3.  TRULY loving yourself.  I mean strip down naked in front of the mirror and SMILE kind of love.  This is what I want for my children.  Not in a cocky way - but in a confident way.  Every curve (or lack there of in our gene pool) has a purpose and is part of the whole.  And the whole is beautiful.  Behind the physical being, I want a strong, knowledgeable person - one who is confident in his or her own being.  I am learning that this is not possible unless taught by example.  My children's examples are myself and my husband.  I can say that I love my body.  Does it have flaws? Hell yes it does.  Is one boob twice the size of the other this go around with nursing? Yep.  Have I accepted it all? Maybe not all of it, but I'm working on it and am pretty darn close.  I love that my body has carried and pushed two babies out drug-free... I love that I have finished a half-marathon and numerous other races. I love the scars and battle wounds I've accumulated.  I love that I am smart, educated, and knowledgeable about my body as a whole and what  am capable of doing.  I love that I am continuously learning more on how to better myself and my family....  But most of all I love that by loving MY body - I can teach my children how to love their own.  
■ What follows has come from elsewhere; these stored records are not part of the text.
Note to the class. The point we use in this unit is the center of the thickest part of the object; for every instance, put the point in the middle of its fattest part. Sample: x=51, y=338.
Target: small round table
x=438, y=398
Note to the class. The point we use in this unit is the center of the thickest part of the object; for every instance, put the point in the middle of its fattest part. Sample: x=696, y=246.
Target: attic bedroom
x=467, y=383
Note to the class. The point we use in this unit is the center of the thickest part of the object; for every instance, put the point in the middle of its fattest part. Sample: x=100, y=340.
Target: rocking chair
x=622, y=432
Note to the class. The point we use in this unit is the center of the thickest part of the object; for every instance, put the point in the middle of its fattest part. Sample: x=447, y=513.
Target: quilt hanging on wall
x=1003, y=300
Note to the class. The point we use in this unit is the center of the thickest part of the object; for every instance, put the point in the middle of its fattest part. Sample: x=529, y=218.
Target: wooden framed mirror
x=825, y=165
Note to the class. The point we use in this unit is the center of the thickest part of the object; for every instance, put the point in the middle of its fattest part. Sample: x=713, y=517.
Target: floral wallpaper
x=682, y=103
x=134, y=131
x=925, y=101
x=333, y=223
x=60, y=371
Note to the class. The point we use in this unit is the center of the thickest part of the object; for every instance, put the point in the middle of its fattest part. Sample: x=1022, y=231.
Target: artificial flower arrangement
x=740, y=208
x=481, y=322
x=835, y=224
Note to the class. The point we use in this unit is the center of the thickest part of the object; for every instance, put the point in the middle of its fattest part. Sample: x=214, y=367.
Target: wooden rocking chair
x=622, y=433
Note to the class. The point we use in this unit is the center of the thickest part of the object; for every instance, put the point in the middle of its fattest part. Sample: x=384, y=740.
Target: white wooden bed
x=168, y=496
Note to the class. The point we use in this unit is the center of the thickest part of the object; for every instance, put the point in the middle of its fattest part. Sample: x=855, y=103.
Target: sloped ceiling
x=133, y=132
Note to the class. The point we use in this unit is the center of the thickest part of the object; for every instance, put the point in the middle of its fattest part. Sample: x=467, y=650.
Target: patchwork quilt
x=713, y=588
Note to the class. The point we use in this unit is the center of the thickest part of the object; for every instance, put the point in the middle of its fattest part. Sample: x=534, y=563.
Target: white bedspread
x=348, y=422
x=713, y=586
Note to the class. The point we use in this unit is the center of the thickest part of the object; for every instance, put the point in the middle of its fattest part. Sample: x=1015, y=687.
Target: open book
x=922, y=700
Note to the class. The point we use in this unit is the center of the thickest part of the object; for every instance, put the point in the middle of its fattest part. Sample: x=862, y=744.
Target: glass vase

ps - This might be why my children are happier naked than clothed. And I am okay with that.


1 comment:

  1. I started to really love my body after I gave birth, when my body was in the worst shape ever. I was just so amazed with what it could do and that it could give me a beautiful, healthy baby. I don't pick apart all of my flaws anymore especially in front of Ila. I love that loving myself helps her to love herself.